[317]. It is so generally assumed that Sullivan’s mature style is without historical antecedents that the even more definitely quattrocento character of the entrance here, as well as of those of the Guaranty Building, is rarely noted.

[318]. The five southernmost bays are an addition made in 1906 by D. H. Burnham & Co. They follow, with some slight diminution in the bay-width, Sullivan’s original design.

The form of the Burnham firm’s name in these years is significant of the increasing anonymity of architectural practice in America as the scale of operation increased (see Chapter [24]).

[319]. See Purcell and Elmslie Architects (Walker Art Gallery Exhibition Catalogue), Minneapolis, 1953, and Gebhard, D., ‘Louis Sullivan and George Grant Elmslie’, Journal of the Society of Architectural Historians, XIX (1960), 62-8, and A Guide to the Existing Architecture of Purcell and Elmslie, Roswell, N. M., 1960.

[320]. Of more interest than the skyscraper is a smaller and earlier Singer Building, also by Flagg. Flagg was one American who retained contact with the French tradition of exposed metal construction as well as with the academic aspects of ‘Beaux Arts’ design as his first Singer Building illustrates.
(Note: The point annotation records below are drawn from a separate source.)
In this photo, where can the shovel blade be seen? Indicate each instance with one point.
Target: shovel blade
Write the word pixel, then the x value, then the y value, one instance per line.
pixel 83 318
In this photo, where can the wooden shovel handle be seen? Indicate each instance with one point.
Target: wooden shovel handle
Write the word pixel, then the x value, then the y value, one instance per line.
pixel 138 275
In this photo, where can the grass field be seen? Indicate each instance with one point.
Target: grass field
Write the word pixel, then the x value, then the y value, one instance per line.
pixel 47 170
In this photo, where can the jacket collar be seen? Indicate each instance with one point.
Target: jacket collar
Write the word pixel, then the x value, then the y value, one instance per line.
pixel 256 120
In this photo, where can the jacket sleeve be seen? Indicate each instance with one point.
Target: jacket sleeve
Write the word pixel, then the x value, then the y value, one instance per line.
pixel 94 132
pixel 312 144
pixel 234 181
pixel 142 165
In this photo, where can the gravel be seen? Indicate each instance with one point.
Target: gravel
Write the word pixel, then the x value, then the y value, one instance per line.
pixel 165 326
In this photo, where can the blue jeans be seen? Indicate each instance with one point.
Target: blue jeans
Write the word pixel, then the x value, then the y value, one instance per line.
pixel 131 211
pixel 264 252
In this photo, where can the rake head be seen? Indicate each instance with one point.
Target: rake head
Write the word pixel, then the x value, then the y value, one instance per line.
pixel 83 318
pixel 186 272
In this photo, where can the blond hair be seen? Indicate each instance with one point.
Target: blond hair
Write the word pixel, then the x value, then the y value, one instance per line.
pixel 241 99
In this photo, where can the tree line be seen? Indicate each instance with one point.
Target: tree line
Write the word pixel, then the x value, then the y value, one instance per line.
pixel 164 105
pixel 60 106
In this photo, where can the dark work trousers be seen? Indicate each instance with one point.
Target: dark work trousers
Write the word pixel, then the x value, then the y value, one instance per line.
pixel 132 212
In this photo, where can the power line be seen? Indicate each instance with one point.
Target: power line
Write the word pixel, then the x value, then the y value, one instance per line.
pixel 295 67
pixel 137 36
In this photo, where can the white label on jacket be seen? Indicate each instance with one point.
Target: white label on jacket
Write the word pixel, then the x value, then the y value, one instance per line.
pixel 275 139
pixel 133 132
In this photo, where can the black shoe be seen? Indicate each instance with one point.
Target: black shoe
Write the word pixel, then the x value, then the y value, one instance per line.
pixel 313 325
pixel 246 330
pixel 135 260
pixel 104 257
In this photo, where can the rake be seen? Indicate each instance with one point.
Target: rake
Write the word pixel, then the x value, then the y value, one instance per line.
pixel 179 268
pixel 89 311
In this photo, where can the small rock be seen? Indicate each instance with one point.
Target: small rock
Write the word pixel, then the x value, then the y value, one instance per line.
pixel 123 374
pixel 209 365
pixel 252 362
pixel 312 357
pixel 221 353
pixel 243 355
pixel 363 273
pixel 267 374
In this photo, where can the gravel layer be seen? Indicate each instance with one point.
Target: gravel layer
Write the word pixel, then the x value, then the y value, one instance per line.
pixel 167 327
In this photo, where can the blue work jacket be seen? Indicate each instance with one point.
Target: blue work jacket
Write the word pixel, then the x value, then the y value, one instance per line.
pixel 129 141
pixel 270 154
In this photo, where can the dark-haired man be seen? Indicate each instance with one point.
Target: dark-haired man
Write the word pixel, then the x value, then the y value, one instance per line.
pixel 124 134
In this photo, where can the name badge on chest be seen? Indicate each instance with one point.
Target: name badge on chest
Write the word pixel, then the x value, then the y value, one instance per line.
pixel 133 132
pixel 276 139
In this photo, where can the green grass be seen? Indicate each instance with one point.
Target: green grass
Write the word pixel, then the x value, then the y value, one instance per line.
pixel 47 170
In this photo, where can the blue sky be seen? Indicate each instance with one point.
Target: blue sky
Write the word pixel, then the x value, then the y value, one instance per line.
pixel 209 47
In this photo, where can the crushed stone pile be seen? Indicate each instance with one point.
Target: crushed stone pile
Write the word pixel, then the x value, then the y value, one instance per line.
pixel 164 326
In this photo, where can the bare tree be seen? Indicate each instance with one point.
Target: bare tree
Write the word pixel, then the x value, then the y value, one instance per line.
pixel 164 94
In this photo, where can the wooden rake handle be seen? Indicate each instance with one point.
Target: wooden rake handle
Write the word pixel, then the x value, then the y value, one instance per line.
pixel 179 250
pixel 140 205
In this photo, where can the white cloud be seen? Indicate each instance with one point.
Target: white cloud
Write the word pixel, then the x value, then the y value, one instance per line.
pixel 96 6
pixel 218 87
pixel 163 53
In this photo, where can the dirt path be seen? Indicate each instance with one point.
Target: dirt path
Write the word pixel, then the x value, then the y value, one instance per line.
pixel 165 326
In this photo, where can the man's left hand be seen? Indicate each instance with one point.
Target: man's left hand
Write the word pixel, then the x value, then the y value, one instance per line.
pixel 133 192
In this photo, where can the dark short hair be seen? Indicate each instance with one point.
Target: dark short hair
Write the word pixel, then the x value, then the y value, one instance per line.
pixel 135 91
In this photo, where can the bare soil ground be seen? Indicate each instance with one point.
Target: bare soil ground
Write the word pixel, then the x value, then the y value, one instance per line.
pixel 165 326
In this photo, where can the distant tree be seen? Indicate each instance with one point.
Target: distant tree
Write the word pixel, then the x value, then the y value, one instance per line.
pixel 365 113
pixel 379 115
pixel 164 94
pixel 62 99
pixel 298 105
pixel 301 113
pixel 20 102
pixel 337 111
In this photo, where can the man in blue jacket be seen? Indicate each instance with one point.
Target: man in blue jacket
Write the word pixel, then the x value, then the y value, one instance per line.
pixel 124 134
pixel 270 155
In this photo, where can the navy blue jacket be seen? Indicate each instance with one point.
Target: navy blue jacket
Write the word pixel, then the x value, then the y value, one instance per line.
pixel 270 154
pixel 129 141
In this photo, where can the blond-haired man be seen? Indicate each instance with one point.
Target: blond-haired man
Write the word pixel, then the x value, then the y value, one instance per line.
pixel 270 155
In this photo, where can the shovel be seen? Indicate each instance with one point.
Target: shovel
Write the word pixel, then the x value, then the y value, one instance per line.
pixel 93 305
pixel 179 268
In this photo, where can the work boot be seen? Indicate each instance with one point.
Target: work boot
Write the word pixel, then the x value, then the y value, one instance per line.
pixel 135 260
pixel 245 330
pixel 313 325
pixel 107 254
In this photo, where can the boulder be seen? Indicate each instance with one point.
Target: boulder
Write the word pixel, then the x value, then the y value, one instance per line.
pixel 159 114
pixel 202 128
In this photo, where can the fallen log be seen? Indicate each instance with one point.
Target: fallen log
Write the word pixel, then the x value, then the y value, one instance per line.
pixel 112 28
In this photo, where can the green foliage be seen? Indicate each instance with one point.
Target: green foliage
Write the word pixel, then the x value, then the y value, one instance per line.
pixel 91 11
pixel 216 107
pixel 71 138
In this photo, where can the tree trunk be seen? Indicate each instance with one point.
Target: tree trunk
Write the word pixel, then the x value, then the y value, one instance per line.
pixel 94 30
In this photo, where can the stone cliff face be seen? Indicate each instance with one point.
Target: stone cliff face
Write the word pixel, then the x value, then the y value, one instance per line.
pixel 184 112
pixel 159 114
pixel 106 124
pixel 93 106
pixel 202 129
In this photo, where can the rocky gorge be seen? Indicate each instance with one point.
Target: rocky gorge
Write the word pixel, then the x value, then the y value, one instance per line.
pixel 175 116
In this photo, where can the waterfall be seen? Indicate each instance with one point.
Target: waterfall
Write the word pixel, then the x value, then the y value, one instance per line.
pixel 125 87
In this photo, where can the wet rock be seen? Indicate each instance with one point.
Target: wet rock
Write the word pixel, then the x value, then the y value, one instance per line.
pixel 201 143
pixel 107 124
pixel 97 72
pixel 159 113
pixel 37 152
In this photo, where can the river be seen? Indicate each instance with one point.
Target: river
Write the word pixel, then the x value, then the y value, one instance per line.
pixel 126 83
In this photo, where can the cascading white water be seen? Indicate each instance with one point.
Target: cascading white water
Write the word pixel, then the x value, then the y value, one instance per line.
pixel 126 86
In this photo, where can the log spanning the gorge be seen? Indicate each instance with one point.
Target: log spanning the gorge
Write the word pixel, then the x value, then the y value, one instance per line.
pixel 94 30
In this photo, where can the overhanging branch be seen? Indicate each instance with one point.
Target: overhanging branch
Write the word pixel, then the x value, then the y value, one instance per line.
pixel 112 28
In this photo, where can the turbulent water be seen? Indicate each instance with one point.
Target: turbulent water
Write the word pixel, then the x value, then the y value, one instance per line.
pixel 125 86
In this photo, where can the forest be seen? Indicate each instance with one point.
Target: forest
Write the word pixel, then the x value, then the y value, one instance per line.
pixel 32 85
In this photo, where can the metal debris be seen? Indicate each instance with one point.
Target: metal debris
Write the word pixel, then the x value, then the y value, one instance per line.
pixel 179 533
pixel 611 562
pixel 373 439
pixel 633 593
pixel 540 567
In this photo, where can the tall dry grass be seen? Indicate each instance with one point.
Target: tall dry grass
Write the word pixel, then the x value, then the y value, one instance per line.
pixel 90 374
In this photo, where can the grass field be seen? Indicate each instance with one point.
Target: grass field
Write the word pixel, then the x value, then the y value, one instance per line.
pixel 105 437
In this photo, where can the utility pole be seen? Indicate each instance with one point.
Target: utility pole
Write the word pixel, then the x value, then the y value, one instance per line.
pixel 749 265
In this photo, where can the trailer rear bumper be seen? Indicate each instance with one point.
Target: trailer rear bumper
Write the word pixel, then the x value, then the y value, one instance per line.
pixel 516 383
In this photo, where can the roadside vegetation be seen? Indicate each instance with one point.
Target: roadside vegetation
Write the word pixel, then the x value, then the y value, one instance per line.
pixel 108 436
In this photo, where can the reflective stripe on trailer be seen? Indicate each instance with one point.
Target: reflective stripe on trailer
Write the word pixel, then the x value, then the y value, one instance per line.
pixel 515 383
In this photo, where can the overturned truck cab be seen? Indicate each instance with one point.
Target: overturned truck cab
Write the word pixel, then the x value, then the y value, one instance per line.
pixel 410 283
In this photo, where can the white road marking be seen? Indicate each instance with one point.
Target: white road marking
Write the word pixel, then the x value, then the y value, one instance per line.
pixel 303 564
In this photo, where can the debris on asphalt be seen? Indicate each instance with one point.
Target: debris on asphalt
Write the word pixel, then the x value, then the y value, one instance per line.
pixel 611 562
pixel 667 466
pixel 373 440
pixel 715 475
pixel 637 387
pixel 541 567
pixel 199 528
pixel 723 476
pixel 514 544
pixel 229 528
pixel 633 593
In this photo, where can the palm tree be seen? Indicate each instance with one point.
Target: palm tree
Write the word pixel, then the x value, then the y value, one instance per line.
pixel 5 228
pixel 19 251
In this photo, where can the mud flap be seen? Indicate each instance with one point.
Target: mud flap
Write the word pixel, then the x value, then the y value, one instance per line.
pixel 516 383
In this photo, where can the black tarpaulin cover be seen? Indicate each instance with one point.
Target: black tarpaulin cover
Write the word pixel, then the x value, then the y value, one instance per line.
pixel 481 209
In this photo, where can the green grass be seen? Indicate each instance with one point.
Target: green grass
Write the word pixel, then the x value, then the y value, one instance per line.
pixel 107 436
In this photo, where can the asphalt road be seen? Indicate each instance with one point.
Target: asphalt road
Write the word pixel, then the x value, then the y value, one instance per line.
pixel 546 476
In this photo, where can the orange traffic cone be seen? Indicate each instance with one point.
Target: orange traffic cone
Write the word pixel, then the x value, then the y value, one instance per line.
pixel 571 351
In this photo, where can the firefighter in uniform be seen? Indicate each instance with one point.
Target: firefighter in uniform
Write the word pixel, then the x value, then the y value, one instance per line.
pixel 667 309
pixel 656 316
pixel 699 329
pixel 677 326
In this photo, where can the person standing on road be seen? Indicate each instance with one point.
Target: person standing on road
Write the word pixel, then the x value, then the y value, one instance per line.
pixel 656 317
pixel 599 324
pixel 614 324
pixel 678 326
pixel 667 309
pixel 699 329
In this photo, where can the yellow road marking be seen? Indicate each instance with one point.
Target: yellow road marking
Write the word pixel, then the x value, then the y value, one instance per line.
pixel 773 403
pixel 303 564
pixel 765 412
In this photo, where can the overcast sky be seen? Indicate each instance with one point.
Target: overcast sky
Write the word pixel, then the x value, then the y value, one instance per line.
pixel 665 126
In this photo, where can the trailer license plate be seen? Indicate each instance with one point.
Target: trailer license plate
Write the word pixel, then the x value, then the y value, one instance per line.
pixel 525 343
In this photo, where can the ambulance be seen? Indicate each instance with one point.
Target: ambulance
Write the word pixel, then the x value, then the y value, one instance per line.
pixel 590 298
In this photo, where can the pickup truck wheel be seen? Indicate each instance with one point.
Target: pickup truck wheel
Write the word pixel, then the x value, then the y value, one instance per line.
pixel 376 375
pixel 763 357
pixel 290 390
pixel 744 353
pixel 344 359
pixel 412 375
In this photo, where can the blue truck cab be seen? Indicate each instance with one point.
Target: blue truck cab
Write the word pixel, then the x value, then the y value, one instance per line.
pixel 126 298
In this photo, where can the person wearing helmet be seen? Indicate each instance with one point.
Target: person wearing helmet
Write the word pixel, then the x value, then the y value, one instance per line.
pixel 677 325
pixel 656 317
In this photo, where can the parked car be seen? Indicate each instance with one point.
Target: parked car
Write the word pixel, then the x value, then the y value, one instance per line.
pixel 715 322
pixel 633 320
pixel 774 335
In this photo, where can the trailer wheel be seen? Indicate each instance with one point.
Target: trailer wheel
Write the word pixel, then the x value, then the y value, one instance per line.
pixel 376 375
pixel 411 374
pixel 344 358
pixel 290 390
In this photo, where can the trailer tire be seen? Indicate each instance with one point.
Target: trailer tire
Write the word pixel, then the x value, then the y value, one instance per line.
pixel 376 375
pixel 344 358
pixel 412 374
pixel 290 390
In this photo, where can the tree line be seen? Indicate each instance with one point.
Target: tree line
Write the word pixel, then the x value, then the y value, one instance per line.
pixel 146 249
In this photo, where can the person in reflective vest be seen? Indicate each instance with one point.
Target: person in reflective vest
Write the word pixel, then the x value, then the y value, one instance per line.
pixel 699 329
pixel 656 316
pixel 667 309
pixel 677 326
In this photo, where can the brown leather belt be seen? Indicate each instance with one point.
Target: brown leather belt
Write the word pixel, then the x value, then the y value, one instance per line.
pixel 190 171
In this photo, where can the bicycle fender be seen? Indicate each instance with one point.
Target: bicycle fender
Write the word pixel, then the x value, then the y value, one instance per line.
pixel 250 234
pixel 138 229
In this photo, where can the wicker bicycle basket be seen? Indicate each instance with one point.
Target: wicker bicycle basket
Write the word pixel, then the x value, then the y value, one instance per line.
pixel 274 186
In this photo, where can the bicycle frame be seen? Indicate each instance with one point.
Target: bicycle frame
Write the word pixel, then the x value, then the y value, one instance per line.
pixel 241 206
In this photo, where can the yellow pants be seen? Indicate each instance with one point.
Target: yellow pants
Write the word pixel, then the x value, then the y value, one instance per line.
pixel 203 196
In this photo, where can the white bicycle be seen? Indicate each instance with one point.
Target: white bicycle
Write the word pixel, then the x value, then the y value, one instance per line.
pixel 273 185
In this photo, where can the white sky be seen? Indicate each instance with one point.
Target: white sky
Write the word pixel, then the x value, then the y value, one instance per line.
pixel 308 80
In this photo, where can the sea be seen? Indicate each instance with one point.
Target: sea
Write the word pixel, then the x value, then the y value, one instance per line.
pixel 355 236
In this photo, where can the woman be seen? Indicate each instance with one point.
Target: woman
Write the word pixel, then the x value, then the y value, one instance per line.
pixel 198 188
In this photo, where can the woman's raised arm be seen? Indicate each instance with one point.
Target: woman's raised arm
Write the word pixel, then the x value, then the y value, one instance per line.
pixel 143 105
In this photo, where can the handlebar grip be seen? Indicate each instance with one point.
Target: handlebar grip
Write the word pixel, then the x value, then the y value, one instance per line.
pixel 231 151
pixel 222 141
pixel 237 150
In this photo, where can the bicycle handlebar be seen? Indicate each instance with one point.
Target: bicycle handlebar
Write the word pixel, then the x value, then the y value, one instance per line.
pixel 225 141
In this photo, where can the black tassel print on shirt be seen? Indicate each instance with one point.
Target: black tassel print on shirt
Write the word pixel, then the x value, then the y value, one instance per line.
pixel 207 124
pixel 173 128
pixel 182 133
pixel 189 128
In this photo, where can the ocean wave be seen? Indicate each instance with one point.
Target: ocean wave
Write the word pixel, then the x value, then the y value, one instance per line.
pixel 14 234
[321]. See Schuyler, M., ‘The Work of N. LeBrun & Sons’, Architectural Record, XXVII (1910), 365-80. The Metropolitan Tower is, of course, the work of a firm not of a single architect; LeBrun himself had been dead for some years.

[322]. See Schuyler, M., ‘“The Towers of Manhattan” and Notes on the Woolworth Building’, Architectural Record, XXX (1913), 98-122.